Avoiding zeros in NMF β loss calculation causes inconsistency #25438

yotamcons · 2023-01-19T20:38:47Z

scikit-learn/sklearn/decomposition/_nmf.py

Line 143 in 3f82f84

WH_data[WH_data == 0] = EPSILON

The line WH_data[WH_data == 0] = ΕPSILON as part of the β loss calculation creates a situation where some entries in the data that were larger than other (say 1E-09 was larger than zero) are now smaller than the other.
I think the code should be corrected to
WH_data[WH_data < EPSILON] = ΕPSILON
to avoid such inconsistencies.
Another issue is preventing overflows in the devision that happens a few lines later - if the data has the smallest positive number (around 10^-38), dividing a number larger than 1 by it causes the overflow.
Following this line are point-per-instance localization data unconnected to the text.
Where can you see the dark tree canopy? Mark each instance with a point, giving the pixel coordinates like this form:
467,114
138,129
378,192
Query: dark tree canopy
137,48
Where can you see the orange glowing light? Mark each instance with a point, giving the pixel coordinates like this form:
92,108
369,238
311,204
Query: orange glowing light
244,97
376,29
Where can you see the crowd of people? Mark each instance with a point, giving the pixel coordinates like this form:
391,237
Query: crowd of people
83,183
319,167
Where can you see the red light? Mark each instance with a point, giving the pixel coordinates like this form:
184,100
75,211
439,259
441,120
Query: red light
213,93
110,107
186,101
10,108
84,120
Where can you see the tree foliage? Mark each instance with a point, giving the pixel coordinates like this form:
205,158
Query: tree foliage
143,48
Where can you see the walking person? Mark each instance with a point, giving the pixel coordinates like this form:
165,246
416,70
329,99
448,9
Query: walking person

The text was updated successfully, but these errors were encountered:

yotamcons · 2023-01-19T20:59:29Z

Searching the file for additional occurrences, a similar situation appears in 9 others situations throughout this file, mostly in the context of β loss calculation, but also generally to avoid devision by zero.
I don't know what is sklearn's general policy regarding adding something to avoid devision by zero, but i suggest maybe working with finfo.smallest_normal or something between that and the defined ε (say the geometric average of the two, or the square root of smallest_normal). see here for details

TomDLT · 2023-01-24T23:50:07Z

Thanks for the report. Changing to WH_data[WH_data < EPSILON] = ΕPSILON seems reasonable, most likely more robust than WH_data[WH_data == 0] = ΕPSILON. Do you want to submit a pull-request?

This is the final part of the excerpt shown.